PETALING JAYA: Umno Youth has challenged the government to show in this Friday’s budget presentation how it plans to boost Malaysia’s competitiveness in the global marketplace.
“We have no obvious competitiveness on the global stage,” said the wing’s vice-chief, Shahril Hamdan.
“Asking Malaysians to drink palm oil or be proud of flying cars isn’t going to cut it.”
Primary Industries Minister Teresa Kok said in April she would encourage Malaysians to take a spoonful of red palm oil a day for their health, and Entrepreneur Development Minister Redzuan Yusof announced in August that work to build Malaysia’s first flying car was 85% complete.
Shahril told FMT he hoped to hear, from the budget proposals, at least an introduction to a plan to find new sources of long-term competitiveness.
He said the government currently had no ostensible plan to position Malaysia as a global giant in such sectors as the halal industry, Islamic finance and manufacturing.
He recalled that Pakatan Harapan used to mock the previous administration’s transformation programmes and other economic initiatives.

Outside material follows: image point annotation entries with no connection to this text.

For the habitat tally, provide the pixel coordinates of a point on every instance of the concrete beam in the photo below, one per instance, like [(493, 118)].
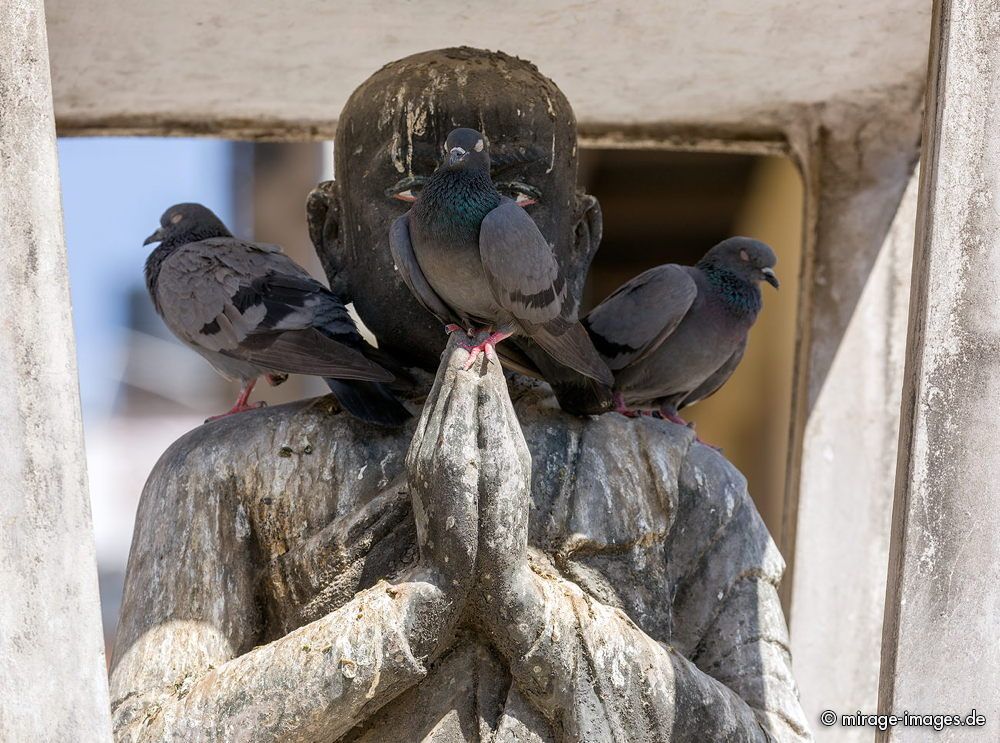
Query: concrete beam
[(853, 310), (941, 652), (284, 70), (53, 683)]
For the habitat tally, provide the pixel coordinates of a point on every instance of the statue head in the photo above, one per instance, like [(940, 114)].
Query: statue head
[(390, 138)]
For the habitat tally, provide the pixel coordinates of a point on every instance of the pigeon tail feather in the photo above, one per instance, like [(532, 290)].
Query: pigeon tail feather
[(309, 352), (573, 348), (369, 401)]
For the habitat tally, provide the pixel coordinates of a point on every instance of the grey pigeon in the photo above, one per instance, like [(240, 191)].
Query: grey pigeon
[(474, 258), (674, 334), (251, 311)]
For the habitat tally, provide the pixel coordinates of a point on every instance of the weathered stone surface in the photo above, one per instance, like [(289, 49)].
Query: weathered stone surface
[(293, 576), (52, 672)]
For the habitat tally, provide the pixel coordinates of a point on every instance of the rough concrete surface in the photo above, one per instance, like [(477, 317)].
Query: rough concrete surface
[(941, 651), (52, 672), (279, 70)]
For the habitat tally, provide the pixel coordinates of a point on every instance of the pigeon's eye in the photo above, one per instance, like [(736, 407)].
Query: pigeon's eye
[(522, 193), (407, 189)]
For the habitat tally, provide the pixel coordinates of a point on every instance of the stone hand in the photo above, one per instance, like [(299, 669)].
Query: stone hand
[(443, 475)]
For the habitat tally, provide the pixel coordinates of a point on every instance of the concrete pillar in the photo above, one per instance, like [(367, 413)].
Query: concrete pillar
[(859, 239), (53, 684), (941, 650)]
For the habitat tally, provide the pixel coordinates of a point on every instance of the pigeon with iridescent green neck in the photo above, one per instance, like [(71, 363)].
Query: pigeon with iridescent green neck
[(674, 334), (476, 260)]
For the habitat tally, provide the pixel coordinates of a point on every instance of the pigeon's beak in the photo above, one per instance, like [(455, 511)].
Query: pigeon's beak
[(154, 238)]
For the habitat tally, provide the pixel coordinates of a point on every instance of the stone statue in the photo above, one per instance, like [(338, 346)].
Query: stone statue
[(497, 571)]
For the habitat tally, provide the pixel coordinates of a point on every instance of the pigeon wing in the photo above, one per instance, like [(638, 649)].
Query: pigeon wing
[(409, 269), (525, 280), (718, 378), (520, 266), (641, 314), (250, 301)]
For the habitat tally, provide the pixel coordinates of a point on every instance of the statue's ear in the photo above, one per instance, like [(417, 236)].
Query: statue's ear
[(589, 227), (323, 210)]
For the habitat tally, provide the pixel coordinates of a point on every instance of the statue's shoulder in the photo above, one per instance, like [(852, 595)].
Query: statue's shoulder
[(615, 482), (268, 453)]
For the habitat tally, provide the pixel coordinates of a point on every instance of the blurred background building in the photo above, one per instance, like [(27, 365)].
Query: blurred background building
[(141, 389)]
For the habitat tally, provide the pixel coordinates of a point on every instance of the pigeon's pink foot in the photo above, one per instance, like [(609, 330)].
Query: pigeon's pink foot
[(237, 409), (487, 347), (241, 405), (672, 416), (621, 407)]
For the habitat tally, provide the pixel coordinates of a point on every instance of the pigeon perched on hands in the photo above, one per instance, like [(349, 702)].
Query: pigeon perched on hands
[(475, 259), (251, 311), (674, 334)]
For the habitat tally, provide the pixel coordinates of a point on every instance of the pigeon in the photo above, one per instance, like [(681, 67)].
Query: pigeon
[(476, 259), (674, 334), (251, 311)]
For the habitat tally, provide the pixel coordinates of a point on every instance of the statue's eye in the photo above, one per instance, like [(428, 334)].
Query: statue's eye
[(522, 193), (407, 189)]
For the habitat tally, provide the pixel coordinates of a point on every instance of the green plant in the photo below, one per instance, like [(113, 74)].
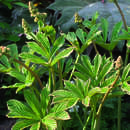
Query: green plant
[(41, 71)]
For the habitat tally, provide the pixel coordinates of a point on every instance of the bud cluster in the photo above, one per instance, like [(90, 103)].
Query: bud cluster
[(3, 50), (34, 13)]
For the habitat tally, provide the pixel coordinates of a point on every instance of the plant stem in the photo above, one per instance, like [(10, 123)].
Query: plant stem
[(95, 48), (122, 15), (74, 66), (78, 117), (53, 78), (106, 94), (60, 75), (119, 114)]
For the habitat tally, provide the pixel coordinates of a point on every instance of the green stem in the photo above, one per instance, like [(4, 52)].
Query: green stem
[(106, 94), (119, 114), (87, 120), (53, 79), (74, 66), (78, 116), (60, 75), (32, 72), (122, 15), (50, 88)]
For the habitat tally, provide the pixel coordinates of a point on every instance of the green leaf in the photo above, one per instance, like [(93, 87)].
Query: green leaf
[(126, 87), (104, 26), (115, 31), (80, 34), (97, 64), (62, 115), (35, 126), (126, 72), (33, 102), (22, 124), (94, 91), (57, 45), (19, 110), (61, 55), (49, 122), (18, 75), (87, 64), (33, 58), (86, 101)]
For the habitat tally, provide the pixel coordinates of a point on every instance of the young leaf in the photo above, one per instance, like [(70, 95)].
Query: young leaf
[(18, 110), (36, 48), (61, 55), (105, 70), (33, 102), (22, 124), (126, 87), (33, 58)]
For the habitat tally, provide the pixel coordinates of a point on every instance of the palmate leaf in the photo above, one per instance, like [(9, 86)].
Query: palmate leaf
[(33, 102), (24, 123), (50, 122), (19, 110), (16, 74), (61, 55), (115, 31), (126, 87), (105, 70)]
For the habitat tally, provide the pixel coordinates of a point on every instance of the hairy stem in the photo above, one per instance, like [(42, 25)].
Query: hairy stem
[(119, 114), (122, 15), (74, 66)]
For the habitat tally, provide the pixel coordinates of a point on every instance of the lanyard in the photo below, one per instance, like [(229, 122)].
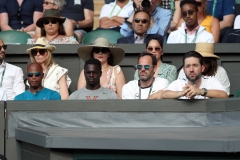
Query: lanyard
[(195, 36)]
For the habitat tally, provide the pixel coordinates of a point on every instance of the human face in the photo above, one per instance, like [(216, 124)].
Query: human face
[(155, 48), (92, 75), (189, 15), (140, 27), (193, 69), (146, 74)]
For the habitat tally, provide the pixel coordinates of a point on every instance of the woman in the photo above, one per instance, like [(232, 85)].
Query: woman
[(209, 22), (109, 56), (167, 71), (55, 77), (52, 28)]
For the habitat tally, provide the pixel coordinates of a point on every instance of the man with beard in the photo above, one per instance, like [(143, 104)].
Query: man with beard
[(147, 84), (36, 90), (195, 86)]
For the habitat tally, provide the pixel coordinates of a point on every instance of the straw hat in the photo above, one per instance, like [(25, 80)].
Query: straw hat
[(206, 49), (50, 13), (42, 43), (117, 53)]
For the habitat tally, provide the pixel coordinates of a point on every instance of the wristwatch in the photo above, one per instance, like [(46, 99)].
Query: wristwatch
[(204, 91)]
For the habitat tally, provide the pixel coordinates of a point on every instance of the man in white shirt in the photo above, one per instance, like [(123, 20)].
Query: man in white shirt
[(146, 85), (195, 86), (11, 77)]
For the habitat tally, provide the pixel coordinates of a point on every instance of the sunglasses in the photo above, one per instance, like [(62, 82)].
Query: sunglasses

Those plans, he said, at least recognised and addressed structural challenges.
Shahril also said the budget proposals should outline clearly how the government intends to deal with unemployment and the impending slowdown in global growth.
MCA vice-president Ti Lian Ker called for strategies to improve the economy that would inspire the confidence of investors.
“Don’t come up with a budget as if our economy is in the pink of health,” he said. “Take into account the impending economic slowdown.”
He cautioned the government against announcing a populist budget that could not be implemented.
“Plan for the common people, not as if you’re out to win votes,” he said.
Ti also said he would like to see a budget that recognises the needs of those Malaysians falling under the middle 40% (M40) of income earners.
“My concern is that while we are too focused on the B40 (bottom 40%), we could be trading off the interests of the M40,” he said.
PSM central committee member S Arulchelvan said his party would like to see the government raising the minimum wage to RM1,500 this year instead of some time in the next five years.
“The domestic market will improve if there is more spending power,” he said.
He also said there was a big demand for houses costing RM100,000 and less and urged Putrajaya to look into building more of them.
He alleged that the government was currently building houses most people could not afford.